Ethereum’s native token, Ether (ETH), has declined by more than 35% against Bitcoin (BTC) since December 2021, with the possibility of further decline in the coming months.
Bullish trends in the ETH/BTC pair generally suggest an increased risk appetite among crypto traders, where speculation is more focused on future Ether valuations than holding their long-term capital in BTC.
Conversely, an ETH/BTC bear cycle is usually accompanied by a drop in altcoins and a decline in Ethereum’s market share. As a result, traders are looking to BTC for safety, showing their risk-averse sentiment within the crypto industry.
Ethereum TVL Removal
Interest in the Ethereum blockchain skyrocketed during the pandemic as developers began turning to it to create a wave of so-called decentralized finance projects, including peer-to-peer lending and sharing platforms.
That resulted in a boom in total value locked (TVL) within the Ethereum blockchain ecosystem, rising from $465 million in March 2020 to $159 billion in November 2021, up more than 34,000%, according to data from DeFi calls.
Interestingly, ETH/BTC surged 345% to 0.08, a 2021 peak, in the same period given an increase in transaction demand on the Ethereum blockchain. However, the pair has since dropped over 35% and was trading at 0.057 BTC on June 26.
The drop in ETH/BTC coincides with a massive drop in Ethereum TVL, from $159 billion in November 2021 to $48.81 billion in June 2022, led by fears of contagion in the DeFi industry.
Additionally, institutions withdrew $458 million this year from Ethereum-based investment funds as of June 17, suggesting that interest in Ethereum’s DeFi boom has waned.
Bitcoin struggling but stronger than Ether
Bitcoin has faced minor downsides compared to Ether in the ongoing bear market.
The price of BTC has fallen almost 70% to around $21,500 since November 2021, compared to Ether’s 75% drop in the same period.
Also, unlike Ethereum, Bitcoin-focused hedge funds have seen inflows of $480 million so far this year, showing that BTC’s decline has done little to curb its demand among institutional investors.
ETH/BTC Downside Targets
Capital flows coupled with a growing mistrust in the DeFi sector could continue to benefit Bitcoin over Ethereum in 2022, leading to further downside for ETH/BTC.

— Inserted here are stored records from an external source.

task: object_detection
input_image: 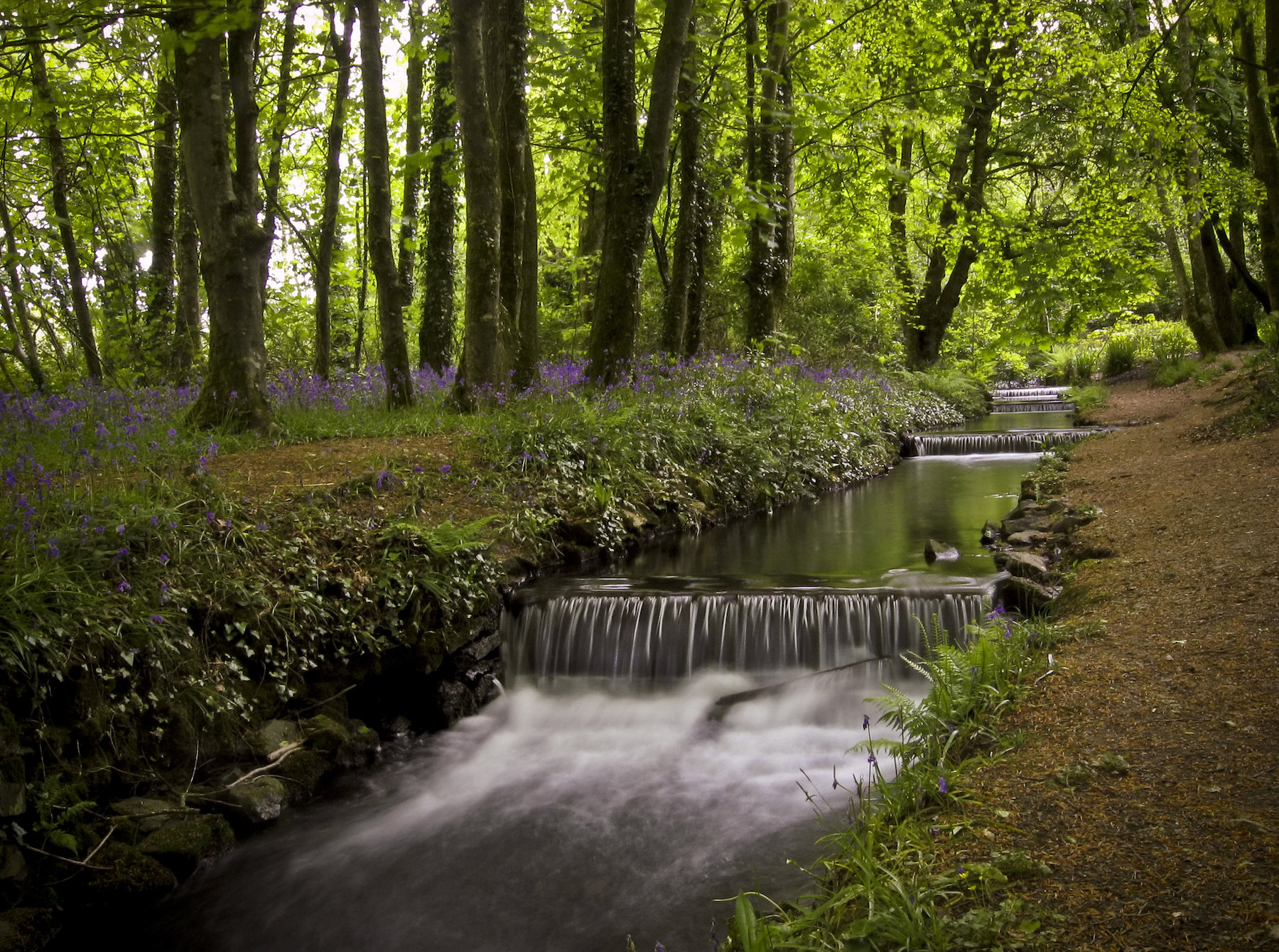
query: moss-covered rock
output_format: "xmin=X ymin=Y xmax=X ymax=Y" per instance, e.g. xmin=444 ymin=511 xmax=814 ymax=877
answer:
xmin=247 ymin=719 xmax=302 ymax=759
xmin=0 ymin=906 xmax=58 ymax=952
xmin=271 ymin=750 xmax=334 ymax=806
xmin=302 ymin=714 xmax=350 ymax=754
xmin=138 ymin=813 xmax=235 ymax=879
xmin=216 ymin=777 xmax=289 ymax=826
xmin=80 ymin=842 xmax=178 ymax=911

Related: Swan Bitcoin CEO vs. Cryptocurrency Lenders: Users Far Undercompensated for Risk
From a technical perspective, the pair has been holding above a confluence of support defined by an ascending trendline, a Fibonacci retracement level at 0.048 BTC, and its 200-week EMA; the wave blue in the chart below) near 0.049 BTC.

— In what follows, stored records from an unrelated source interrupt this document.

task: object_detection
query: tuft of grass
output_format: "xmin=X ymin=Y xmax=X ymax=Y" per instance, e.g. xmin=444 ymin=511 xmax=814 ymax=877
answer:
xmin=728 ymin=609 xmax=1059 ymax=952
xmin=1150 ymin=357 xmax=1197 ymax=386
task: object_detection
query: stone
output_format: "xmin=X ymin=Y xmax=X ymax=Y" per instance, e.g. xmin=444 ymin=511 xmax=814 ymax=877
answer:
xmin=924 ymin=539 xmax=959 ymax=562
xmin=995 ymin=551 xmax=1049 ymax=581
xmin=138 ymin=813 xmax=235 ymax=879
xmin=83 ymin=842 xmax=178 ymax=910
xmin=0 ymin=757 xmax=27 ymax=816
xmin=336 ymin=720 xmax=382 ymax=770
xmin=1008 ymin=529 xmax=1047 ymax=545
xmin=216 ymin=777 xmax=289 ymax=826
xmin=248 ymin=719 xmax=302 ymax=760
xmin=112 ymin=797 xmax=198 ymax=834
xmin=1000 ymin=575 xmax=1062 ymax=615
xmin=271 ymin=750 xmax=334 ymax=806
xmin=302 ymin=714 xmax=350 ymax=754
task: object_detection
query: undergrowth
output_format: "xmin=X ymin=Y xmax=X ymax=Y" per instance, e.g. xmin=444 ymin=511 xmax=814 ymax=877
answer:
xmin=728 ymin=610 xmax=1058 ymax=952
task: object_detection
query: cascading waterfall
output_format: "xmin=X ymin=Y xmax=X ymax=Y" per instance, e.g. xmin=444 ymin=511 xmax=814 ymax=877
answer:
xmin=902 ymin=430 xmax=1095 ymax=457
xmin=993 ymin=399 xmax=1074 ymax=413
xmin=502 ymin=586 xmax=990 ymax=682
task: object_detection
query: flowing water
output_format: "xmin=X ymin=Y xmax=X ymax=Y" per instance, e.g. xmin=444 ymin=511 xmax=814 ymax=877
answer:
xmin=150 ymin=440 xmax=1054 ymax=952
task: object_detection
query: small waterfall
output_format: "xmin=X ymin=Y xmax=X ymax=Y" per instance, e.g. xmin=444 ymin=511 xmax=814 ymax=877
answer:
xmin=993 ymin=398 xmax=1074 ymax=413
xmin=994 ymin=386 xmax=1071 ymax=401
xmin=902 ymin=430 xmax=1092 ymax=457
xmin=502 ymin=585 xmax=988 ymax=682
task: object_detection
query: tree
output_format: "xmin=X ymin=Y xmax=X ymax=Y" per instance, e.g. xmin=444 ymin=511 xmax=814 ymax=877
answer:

On a bounce, ETH/BTC could test the 0.5 Fibonacci line near 0.062. Conversely, a decisive break below the confluence of support could mean a drop towards the 0.786-0.027 Fibonacci line in 2022, more than 50% below current price.
The ETH/BTC breakdown could coincide with a prolonged decline in the ETH/USD market, mainly due to the Fed’s quantitative tightening that has recently pushed crypto prices lower against the US dollar.
$ETH Historical Correction Depth of Bear Markets:
• -82% (and counting)
— RektCapital (@rektcapital) June 25, 2022
Conversely, weaker economic data could cause the Fed to cool off in its tightening spree. This could limit the downward bias of Ether and other crypto assets in the dollar market, according to Informa Global Markets.
The firm noted:
“Macroeconomic conditions need to improve and the Fed’s aggressive monetary policy approach needs to ease before crypto markets bottom out.”
But with Ethereum never regaining its all-time high against Bitcoin since June 2017 despite a strong adoption rate, the ETH/BTC pair could remain under pressure with the 0.027 target in the offing.
The views and opinions expressed here are solely those of the author and do not necessarily reflect the views of Cointelegraph.com. Every investment and trading move involves risk, you should do your own research when making a decision.